I seriously doubt that any pet store owner that knows about fishes recommended this to you. If he did than you need to beware of him cause he doesn't have a clue about fishes.



> DO realize that it is VERY VERY hard to keep a different species other then piranha's in my tank because it will get eaten im testing waters on this one.


Testing what waters kid? We already told you what was going to happen to your Oscar and Puffer. You think you are the only person who has tried to mix this fishes together? It has already been done and it has already been proven that Oscars will not survive with Piranhas.



> For cycling my tank i do realize that its supposed to be fully cycled before my P should have been dropped in it but the excitement got to me.


I can understand this, I've been in your shoes kid. But from now on, try to cycle the tank before introducing any new fish to it.



> but for my grammar who cares, this is a fish site not a grammar correcting site, sorry if i dont use capital I's, or proper punctuation.


It helps us, the rest of the members who are trying to help you, understand what you are trying to say.
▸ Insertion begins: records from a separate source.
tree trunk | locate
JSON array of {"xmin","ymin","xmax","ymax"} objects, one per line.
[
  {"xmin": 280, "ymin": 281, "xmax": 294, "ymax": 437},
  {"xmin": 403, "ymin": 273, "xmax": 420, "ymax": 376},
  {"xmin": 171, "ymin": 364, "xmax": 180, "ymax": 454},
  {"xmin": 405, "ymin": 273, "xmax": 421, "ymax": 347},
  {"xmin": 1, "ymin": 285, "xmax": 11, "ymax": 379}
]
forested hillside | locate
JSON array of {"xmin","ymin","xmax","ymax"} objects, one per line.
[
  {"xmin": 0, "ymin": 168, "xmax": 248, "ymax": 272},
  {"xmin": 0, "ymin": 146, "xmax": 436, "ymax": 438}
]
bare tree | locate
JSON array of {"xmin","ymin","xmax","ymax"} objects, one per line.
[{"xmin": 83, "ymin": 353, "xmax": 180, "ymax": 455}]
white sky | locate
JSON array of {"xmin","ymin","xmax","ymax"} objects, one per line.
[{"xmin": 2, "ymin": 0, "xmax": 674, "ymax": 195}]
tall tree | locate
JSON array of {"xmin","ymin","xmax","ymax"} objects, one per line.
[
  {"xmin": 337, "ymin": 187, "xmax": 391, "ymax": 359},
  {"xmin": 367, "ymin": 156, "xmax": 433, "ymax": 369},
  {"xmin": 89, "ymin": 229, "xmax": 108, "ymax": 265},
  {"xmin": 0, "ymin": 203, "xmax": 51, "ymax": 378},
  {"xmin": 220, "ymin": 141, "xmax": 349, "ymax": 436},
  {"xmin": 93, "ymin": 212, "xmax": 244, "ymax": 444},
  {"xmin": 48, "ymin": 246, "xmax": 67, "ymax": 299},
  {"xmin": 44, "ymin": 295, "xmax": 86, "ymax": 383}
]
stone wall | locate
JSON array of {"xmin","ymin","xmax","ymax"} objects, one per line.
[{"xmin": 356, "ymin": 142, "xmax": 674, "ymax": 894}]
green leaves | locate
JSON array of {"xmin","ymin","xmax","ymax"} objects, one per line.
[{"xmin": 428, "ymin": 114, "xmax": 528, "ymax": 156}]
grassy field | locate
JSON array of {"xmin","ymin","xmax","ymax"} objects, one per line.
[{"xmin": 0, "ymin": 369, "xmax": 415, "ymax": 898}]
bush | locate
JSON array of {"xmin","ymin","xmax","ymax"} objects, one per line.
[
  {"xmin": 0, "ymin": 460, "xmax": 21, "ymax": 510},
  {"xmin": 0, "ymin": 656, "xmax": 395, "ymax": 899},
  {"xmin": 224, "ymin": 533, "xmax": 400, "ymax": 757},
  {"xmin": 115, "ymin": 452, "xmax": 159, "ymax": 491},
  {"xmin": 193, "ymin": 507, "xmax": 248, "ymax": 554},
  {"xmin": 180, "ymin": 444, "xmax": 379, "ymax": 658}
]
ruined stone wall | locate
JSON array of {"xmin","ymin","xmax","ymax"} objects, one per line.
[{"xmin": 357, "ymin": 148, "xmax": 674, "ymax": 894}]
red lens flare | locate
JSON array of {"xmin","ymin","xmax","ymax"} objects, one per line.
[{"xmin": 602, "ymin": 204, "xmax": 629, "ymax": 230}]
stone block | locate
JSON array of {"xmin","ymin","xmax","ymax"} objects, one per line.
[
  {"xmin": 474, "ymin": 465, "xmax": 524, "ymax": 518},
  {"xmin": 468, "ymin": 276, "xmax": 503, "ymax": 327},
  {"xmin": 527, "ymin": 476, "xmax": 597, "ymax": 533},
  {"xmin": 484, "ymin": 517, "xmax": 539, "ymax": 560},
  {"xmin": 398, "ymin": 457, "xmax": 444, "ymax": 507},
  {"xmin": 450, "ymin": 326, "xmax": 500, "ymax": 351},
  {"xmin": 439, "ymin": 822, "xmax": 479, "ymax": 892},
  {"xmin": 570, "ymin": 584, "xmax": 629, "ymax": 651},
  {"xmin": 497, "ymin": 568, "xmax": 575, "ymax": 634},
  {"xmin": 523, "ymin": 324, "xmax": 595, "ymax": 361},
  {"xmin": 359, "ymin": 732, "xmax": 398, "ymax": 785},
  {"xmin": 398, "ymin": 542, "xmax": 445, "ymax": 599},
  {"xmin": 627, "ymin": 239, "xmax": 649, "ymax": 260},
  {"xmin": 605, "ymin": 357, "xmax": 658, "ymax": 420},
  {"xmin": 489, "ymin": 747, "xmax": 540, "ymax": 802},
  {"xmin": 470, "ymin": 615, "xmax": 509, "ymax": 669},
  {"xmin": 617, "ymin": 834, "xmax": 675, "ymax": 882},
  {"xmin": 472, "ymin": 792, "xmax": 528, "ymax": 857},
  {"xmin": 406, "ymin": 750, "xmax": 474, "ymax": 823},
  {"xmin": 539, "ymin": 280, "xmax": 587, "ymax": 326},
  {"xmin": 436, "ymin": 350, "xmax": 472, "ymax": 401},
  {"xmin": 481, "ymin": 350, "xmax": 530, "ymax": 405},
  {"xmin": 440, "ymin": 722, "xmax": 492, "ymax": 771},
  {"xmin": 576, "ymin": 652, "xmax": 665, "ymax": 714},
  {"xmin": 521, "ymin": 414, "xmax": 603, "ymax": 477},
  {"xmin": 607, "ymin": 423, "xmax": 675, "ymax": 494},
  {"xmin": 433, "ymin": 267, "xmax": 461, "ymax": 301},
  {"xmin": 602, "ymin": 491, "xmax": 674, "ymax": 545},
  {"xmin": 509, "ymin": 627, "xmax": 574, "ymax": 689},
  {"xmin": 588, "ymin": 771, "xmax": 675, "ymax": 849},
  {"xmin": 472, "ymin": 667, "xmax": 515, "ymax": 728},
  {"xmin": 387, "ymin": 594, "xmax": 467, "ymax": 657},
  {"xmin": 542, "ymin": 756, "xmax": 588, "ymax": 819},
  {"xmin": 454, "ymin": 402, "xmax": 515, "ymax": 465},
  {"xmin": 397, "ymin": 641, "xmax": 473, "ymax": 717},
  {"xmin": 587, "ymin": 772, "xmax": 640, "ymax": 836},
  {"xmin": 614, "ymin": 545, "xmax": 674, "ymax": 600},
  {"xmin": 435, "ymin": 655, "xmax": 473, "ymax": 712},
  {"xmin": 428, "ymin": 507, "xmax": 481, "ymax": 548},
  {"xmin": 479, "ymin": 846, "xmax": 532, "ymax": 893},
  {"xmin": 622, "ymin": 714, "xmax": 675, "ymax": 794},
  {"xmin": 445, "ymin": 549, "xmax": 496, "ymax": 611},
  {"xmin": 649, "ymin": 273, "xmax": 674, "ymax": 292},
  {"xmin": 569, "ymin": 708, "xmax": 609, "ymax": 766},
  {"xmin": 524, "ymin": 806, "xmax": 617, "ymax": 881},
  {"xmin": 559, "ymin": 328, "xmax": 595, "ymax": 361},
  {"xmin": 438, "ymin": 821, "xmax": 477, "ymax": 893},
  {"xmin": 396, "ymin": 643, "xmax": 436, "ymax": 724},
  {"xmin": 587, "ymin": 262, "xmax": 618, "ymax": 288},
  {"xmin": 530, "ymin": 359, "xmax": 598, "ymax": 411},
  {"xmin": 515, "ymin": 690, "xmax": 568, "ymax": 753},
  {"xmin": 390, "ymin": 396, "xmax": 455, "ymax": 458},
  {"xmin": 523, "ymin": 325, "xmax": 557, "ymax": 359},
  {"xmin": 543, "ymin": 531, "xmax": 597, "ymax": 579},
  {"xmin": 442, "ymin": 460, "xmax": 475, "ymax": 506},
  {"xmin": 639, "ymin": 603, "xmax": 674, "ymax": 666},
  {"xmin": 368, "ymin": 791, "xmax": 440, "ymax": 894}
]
But you are right, proper grammar is not required in this forum.



> But believe me im on this site to LEARN MORE about the Piranha species, not to be put down because of beginner misteaks, you were all in my shoes once so why critisize?


No one and I mean, no one in this forum was trying to put you down. You asked a question, we replied and you went on the offensive. We critisize you because you refuse to listen to experience hobbyist. But they are your fishes so do with them as you please.
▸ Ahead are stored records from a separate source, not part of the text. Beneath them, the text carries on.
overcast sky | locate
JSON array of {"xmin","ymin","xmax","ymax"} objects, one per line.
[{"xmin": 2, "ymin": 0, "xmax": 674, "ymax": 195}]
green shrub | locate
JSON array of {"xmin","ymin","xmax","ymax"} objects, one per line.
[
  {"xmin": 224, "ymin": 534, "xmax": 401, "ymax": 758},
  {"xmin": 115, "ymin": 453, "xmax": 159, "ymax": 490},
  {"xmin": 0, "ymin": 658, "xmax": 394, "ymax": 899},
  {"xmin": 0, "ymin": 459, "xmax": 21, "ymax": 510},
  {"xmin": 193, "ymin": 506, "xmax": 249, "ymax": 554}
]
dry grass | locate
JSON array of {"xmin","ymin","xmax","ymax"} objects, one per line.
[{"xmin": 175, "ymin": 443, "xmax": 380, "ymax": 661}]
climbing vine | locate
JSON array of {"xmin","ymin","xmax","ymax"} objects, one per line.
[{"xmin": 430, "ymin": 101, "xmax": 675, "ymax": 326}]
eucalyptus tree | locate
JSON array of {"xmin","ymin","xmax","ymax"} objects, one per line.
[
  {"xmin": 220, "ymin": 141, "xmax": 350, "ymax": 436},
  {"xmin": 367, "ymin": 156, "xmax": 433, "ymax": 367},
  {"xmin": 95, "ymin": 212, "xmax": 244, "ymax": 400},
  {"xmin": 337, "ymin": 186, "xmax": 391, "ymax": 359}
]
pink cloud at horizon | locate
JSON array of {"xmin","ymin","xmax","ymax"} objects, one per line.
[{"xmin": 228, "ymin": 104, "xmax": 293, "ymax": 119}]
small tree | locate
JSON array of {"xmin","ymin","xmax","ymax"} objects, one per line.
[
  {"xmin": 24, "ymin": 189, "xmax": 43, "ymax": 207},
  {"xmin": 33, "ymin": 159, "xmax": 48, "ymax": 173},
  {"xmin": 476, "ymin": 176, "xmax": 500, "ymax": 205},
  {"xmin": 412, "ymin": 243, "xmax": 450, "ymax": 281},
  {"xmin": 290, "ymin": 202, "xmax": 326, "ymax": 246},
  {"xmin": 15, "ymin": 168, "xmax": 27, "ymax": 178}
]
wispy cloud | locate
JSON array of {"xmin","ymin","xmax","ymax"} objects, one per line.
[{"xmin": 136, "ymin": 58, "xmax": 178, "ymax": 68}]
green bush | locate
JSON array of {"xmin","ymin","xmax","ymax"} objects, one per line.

> and for feeding my piranha, i will be feeding him shrimp from now on, and healthier stuff other then feeders because they're bad for them.
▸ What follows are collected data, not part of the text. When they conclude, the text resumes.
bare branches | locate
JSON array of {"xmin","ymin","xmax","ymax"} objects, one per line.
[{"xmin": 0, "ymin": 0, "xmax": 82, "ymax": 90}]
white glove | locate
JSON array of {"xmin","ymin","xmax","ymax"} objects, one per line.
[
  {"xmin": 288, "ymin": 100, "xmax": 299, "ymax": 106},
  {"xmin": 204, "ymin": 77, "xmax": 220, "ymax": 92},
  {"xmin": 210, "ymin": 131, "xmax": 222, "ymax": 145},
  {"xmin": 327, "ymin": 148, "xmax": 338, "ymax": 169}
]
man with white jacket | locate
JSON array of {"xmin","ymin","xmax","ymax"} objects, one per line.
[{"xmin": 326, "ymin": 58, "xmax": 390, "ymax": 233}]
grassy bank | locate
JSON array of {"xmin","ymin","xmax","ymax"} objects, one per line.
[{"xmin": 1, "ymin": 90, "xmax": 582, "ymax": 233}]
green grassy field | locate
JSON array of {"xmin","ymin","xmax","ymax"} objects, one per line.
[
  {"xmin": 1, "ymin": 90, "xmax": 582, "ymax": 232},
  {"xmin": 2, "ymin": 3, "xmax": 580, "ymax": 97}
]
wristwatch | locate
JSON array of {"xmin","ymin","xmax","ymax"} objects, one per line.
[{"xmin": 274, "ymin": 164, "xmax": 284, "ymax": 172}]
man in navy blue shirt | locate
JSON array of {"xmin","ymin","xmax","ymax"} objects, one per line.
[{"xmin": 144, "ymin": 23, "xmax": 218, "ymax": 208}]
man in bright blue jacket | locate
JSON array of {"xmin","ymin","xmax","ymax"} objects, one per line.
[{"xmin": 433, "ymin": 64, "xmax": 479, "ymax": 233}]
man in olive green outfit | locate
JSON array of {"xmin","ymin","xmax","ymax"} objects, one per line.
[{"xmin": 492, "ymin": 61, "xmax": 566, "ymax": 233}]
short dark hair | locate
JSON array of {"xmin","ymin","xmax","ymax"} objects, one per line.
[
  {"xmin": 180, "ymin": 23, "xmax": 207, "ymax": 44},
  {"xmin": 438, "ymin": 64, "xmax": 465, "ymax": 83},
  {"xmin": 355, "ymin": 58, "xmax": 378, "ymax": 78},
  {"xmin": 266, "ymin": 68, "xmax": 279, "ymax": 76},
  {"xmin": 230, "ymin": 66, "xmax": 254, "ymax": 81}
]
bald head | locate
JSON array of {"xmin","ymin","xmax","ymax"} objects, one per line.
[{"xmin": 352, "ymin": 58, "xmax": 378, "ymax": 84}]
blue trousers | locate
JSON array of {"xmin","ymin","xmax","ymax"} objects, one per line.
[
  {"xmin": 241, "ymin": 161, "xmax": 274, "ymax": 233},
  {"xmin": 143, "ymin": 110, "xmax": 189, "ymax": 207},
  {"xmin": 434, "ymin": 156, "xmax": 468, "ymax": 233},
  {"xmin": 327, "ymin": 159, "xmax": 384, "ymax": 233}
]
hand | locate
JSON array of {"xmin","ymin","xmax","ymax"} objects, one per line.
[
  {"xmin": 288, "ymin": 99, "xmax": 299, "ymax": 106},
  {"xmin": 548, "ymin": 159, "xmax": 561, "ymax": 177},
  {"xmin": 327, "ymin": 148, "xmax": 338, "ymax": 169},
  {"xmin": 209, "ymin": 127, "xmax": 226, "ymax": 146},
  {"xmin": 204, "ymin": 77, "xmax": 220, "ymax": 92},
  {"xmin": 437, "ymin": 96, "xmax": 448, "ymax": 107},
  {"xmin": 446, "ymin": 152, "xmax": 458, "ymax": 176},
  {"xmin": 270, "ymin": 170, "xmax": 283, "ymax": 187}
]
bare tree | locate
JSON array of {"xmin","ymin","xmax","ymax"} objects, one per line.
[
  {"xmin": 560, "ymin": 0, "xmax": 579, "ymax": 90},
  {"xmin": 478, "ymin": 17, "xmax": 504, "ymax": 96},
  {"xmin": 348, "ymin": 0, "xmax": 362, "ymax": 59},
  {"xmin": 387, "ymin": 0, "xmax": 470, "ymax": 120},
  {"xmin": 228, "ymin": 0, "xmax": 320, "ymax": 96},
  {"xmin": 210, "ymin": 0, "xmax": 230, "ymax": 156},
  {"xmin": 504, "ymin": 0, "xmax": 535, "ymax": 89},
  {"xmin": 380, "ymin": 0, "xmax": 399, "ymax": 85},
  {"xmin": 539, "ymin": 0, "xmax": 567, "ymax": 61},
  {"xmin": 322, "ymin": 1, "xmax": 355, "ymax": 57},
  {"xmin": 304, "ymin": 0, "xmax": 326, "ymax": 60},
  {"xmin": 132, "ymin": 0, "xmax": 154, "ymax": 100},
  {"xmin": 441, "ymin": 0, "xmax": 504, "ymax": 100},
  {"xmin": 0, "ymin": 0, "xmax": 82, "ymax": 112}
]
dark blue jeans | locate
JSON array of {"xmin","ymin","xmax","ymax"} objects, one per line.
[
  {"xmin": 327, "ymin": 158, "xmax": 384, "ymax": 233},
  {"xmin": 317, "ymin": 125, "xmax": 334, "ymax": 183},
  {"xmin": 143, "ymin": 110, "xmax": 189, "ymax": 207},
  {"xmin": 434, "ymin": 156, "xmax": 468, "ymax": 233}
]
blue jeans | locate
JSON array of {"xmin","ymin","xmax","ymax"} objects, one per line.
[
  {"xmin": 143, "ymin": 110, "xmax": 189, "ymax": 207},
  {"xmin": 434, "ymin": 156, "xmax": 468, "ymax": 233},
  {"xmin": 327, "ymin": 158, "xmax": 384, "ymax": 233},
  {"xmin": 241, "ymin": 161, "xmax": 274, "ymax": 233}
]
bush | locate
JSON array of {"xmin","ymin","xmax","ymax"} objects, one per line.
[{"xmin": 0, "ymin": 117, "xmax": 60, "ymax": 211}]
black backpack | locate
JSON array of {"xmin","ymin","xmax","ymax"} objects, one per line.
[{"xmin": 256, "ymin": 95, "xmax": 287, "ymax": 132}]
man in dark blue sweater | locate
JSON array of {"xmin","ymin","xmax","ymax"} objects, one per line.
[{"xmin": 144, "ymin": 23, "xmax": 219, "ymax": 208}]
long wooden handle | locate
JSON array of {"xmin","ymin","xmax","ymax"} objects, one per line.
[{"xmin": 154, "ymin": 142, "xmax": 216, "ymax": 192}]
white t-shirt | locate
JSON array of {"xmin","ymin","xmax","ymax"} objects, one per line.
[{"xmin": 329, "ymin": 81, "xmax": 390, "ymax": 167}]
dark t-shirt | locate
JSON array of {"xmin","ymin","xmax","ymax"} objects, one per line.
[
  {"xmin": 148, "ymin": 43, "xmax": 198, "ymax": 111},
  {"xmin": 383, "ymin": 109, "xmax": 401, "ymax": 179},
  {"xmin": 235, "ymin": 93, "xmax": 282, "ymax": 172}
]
I'm shocked to have read this but at the same time, I'm very glad you are switching your Piranhas diet.



> ok, im going to ask this, i read thru this forum trying to find out what to feed a P my size but nothing caught my attention. People are saying salmon helps grow quicker and "thicker" others say its bad for the fish due to the oilyness of it. Also i read that people make be mixtures of vitamins, ground up fish, carrots flakes and what not, id obviously assume thats really healthy for them. how would i get ahold of these combinations for my 3" P. I'd love to see this guy grow healthy and quick, any pointerS?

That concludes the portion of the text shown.